Gerald Massey in his study at Redcot.  The last year.
From Book Monthly, 4, 1907. (The British Library)


    Three other main migrations followed, which could be determined by the type of myth they had developed up to that time.[26]  At the beginning when the earliest myths were shaped in the equatorial region, when heaven rested on the earth, there was equal division of night and day, thus making the first division of a circle.  This tradition was maintained in the Egyptian ‘Book of the Dead’ where the twelve hours of darkness were imaged by twelve gates of the underworld in Amenta.  The pole stars were on the two horizons, with the risings and settings of the stars being vertical.  During northward migration the heaven of that pole, or tree, would appear to rise up from the mount of earth, while the southern pole star and constellations would sink below the south horizon—an astronomical ‘deluge’ or ‘fall from heaven’—the beginning of sign language constellated in the stars.
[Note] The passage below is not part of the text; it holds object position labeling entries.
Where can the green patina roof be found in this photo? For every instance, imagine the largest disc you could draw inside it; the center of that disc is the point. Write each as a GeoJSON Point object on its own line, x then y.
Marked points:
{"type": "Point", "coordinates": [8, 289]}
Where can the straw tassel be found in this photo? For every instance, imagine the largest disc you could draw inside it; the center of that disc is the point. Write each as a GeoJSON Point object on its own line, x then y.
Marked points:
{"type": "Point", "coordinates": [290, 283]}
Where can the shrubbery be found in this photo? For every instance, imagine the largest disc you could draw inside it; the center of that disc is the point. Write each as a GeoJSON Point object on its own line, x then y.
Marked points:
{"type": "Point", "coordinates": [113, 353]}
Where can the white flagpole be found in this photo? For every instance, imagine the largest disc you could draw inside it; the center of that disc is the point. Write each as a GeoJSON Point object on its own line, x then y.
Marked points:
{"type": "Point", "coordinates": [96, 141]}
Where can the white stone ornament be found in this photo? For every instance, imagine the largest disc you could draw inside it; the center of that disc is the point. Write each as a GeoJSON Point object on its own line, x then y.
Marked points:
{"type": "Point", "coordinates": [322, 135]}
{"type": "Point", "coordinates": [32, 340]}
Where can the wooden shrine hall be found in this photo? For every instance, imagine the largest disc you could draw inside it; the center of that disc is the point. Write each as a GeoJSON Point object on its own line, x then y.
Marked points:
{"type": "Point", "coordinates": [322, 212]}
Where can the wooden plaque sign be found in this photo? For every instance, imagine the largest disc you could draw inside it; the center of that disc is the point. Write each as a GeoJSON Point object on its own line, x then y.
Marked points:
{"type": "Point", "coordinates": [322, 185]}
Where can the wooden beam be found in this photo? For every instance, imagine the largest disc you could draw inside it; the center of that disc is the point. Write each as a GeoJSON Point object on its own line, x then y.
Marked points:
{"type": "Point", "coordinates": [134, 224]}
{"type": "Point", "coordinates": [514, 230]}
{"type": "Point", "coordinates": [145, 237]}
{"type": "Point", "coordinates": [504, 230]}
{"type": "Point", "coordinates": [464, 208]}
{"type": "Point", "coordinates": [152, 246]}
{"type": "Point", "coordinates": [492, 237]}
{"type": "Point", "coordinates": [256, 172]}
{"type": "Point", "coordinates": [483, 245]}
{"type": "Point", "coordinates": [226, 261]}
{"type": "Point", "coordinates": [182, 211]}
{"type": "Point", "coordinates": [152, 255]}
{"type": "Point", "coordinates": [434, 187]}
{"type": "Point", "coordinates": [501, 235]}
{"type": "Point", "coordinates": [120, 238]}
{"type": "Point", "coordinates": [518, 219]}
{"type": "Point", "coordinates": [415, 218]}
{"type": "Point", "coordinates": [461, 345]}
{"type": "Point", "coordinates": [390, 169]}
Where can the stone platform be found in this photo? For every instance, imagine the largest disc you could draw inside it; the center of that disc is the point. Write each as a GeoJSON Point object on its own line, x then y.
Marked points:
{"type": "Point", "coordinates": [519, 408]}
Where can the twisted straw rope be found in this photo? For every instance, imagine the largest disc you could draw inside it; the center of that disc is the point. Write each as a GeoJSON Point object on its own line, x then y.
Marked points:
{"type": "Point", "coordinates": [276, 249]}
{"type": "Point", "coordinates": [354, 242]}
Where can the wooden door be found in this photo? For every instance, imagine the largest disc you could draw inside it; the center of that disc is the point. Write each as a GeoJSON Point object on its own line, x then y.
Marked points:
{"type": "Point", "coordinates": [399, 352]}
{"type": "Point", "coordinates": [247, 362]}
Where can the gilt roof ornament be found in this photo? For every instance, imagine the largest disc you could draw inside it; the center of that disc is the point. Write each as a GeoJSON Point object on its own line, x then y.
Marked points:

    Passage of time was reckoned by the precession and circling of the seven pole stars, represented by the seven souls of the god Ra, and the seven steps for ascending heaven which the souls climbed to reach their eternal rest among the never setting stars.[27]  This imagery was maintained in the book of seven seals in Revelation, the Watchers in the Book of Enoch, the seven footsteps of Buddha, the seven Stations of the Cross, etc.  The northern heaven, therefore, depicted the Egyptians' primeval homeland in objective uranographic picture form.  Another example of the duality present in Egyptian representation was that of the water cow, the mother of earth.  Symbolised in part as a thigh, it was constellated in the northern heavens both as the place of birth on earth, and rebirth in heaven.  It is important in following Massey's thesis to remember that many of the Egyptians' earliest representation of forms of power were as zootypes.  Therefore the serpent was later translated in mythology as a form of renewal, and developed in the eschatology as eternal life.  The jackal was the seer in the dark, and became the guide of the soul in death.  Similarly, the hawk became the soul of the sun, and later Ra, the divine spirit.  Solar-based mythology developed to denote the subterranean path of the nocturnal sun.  The soul's road to the heaven of eternity was now through, and not round, the subterranean earth, which now had a firmament - the celestial water—both above and below it.  One pillar supported the firmament above the earth, another below.  There was therefore a dual plan, both stellar and solar, upon which the Egyptian temples were built.  The soul travelled through twelve gates, corresponding to the twelve hours of darkness, from the gate of glory at sunset with a first weighing and judgement of the soul in the great hall of Amenta, to the gate of glory at sunrise.  By means of the Milky Way the soul travels by boat, climbing a ladder of seven steps—figured on earth in the seven-stepped pyramid of Saqqara—to join another boat for the final journey to the circumpolar paradise.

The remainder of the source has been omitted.